The fuel is going to be pushed out of the float bowl by the atmospheric pressure into the Venturi of the carburetor, where it will be mixed with the outside air to form the fuel mixture. It is that fuel mixture that then travels down inside of the intake into the cylinders. The intake manifold is a big opening and a high-pressure area so the difference in pressure is what helps draw the air/fuel mixture thru the carburetor and into the intake manifold.

So the fuel in the float bowl is being pushed out of the float bowl by atmospheric pressure. It is not being "sucked" out of the float bowl as many car owners believe. 

This Carburetor needs an insulator and a heat riser

And Another Thing...
If the incoming fuel has a high humidity rate (water vapor often from cheap gas) and the outside temperature is cold enough the cooling effect will cool the carburetor base temperature to below 32 degrees Fahrenheit, which will cause the base of the carburetor to frost over. Most of us have experienced that first hand.

Now you know what that ceramic insulator spacer (and the heat riser) is for, that mounts under the base of the carburetor...to prevent the base of the carburetor from freezing up which will cause the air/fuel mixture to stall, resulting in poor engine performance.

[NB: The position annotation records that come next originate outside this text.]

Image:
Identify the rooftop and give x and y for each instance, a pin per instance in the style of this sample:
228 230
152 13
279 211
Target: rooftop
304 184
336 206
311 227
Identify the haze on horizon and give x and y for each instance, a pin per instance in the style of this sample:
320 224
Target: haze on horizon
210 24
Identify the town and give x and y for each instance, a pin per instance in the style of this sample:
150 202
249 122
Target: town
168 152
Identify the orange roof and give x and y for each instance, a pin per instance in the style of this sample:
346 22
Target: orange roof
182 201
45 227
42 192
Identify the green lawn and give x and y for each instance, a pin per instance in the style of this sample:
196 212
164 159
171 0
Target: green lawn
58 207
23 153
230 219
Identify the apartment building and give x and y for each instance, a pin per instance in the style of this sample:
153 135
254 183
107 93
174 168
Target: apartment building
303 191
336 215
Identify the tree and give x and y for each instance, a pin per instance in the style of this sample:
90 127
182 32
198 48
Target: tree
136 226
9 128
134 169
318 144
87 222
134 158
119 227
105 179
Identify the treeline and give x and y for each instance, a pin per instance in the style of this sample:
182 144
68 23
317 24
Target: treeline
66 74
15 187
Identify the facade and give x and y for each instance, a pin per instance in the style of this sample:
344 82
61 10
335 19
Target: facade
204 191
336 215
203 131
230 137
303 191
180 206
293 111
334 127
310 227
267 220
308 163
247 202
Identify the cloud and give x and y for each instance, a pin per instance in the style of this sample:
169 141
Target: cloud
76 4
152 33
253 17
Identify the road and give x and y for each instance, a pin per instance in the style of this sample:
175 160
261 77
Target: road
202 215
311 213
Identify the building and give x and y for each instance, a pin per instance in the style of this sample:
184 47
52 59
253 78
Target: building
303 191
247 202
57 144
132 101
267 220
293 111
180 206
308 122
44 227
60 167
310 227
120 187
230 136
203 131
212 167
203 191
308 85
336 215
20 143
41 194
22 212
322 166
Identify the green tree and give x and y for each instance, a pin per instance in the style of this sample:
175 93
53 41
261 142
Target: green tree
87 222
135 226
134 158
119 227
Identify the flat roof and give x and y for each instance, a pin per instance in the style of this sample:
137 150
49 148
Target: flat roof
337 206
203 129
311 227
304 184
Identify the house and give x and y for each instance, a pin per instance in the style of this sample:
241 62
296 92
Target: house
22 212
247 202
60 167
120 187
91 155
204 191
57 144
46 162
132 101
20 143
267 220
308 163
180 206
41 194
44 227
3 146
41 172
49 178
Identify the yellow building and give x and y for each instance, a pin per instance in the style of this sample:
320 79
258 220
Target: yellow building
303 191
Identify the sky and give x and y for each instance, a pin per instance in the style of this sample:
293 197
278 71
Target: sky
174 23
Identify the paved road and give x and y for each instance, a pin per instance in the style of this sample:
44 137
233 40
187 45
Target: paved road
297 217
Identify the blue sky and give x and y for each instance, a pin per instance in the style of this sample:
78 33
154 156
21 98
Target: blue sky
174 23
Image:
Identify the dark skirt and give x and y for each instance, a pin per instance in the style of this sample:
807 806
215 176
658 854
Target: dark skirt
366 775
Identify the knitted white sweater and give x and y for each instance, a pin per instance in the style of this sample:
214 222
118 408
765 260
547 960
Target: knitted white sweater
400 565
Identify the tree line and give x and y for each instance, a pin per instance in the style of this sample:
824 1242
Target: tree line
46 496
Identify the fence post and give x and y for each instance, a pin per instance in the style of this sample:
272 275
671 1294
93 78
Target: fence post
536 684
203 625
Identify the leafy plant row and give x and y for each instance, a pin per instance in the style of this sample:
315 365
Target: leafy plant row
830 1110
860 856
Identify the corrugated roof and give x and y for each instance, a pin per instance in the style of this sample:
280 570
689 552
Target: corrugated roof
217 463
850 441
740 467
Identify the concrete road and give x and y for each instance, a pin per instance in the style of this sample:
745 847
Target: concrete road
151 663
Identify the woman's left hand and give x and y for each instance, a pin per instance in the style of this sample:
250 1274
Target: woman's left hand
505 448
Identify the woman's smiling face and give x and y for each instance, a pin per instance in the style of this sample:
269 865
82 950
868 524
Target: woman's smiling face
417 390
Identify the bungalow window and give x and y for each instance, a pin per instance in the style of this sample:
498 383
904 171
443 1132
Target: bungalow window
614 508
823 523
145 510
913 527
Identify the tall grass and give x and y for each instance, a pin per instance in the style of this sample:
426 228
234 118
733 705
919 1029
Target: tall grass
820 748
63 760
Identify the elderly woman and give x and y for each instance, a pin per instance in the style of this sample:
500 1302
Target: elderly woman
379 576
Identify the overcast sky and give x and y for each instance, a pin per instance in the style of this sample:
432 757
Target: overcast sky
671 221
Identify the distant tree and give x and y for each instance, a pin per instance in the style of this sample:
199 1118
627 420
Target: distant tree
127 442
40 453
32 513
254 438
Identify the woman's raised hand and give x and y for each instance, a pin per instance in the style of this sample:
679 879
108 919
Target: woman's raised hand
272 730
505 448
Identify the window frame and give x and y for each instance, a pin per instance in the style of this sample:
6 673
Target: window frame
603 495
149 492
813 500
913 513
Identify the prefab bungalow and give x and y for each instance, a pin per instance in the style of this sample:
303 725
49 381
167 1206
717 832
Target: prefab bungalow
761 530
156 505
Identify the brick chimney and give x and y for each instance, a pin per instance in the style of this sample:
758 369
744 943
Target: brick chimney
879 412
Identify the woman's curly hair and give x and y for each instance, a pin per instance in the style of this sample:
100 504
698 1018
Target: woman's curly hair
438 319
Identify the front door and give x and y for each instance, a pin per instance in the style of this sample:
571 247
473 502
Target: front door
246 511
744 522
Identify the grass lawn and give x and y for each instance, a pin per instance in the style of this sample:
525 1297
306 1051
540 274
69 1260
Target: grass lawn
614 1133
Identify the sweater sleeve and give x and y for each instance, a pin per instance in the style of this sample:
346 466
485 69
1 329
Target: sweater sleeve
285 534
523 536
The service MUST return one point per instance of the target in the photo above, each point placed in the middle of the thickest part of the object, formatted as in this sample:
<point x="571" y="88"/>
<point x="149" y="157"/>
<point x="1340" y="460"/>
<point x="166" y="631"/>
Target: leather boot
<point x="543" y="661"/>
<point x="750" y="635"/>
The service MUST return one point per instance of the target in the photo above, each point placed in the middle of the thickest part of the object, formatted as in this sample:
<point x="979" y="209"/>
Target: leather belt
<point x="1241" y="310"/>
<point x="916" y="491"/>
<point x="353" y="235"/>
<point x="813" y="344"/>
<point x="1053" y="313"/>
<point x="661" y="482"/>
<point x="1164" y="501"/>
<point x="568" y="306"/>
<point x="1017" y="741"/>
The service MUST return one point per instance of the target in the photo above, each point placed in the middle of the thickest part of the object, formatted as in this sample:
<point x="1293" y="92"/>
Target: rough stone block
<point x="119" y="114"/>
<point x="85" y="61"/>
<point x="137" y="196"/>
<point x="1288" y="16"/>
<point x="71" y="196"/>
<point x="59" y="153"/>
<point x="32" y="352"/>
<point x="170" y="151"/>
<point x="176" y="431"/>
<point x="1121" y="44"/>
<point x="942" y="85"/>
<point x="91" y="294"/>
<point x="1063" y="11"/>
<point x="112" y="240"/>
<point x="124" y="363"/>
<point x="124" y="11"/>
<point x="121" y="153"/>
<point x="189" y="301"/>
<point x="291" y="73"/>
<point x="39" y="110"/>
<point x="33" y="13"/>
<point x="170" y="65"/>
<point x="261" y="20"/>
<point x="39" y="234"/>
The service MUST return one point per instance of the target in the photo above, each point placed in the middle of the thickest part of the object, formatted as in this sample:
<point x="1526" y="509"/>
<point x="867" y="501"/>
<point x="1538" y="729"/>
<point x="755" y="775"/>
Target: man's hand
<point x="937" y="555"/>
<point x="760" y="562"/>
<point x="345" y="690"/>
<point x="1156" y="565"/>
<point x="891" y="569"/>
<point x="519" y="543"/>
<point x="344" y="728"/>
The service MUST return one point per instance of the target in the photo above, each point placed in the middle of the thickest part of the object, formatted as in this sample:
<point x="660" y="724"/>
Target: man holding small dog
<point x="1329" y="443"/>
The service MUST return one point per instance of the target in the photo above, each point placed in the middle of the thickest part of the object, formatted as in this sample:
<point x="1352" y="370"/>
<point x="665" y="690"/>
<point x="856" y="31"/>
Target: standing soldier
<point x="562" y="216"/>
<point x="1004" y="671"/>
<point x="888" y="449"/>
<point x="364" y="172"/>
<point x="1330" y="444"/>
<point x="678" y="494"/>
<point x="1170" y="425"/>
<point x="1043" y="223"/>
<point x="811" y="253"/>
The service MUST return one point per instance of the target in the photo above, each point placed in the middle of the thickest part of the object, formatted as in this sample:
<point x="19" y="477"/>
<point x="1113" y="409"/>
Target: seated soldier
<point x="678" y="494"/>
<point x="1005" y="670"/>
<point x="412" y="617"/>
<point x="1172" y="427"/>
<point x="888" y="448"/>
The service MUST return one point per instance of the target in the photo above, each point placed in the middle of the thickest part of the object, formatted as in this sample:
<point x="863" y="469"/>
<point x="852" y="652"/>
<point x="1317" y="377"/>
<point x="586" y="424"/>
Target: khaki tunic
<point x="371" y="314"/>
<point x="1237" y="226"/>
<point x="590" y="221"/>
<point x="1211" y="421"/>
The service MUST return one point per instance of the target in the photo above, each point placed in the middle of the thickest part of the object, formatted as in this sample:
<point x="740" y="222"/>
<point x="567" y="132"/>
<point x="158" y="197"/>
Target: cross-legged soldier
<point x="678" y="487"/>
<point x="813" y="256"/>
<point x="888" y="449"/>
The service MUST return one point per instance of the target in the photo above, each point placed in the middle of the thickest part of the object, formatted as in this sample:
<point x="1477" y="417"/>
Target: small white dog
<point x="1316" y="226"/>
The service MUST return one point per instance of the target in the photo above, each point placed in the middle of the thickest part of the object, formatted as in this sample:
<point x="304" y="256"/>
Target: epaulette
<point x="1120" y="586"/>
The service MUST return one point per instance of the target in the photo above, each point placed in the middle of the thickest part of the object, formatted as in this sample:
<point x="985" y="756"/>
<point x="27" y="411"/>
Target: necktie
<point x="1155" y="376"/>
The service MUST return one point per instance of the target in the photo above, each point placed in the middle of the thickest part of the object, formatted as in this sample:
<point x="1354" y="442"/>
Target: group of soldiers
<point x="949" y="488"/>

The density of the air in the air/fuel mixture will also affect engine performance. If you remember back in your younger days...how much better your car seemed to run on the way home at midnight from your girlfriend's house... than it did when you drove to her house at five o'clock. Chances are the air was much denser at midnight (and cooler) so there were more molecules available to mix with the gasoline. Your car really did have more power... it wasn't just the thoughts of your cute girlfriend that made the trip home seem to go faster.

So now you know how a carburetor really works, why the base of your carburetor sometimes frosts over, and most important of all you understand Bernoulli's Principle, which you should have already known and understood if you paid any attention in physics class. But if you were like me a Hot Rod Magazine was a better textbook than any physics book.

All that doesn't matter now because you learned what you needed to know here, and you learned how you can apply what you learned to something auto-related. They never did that in physics class!!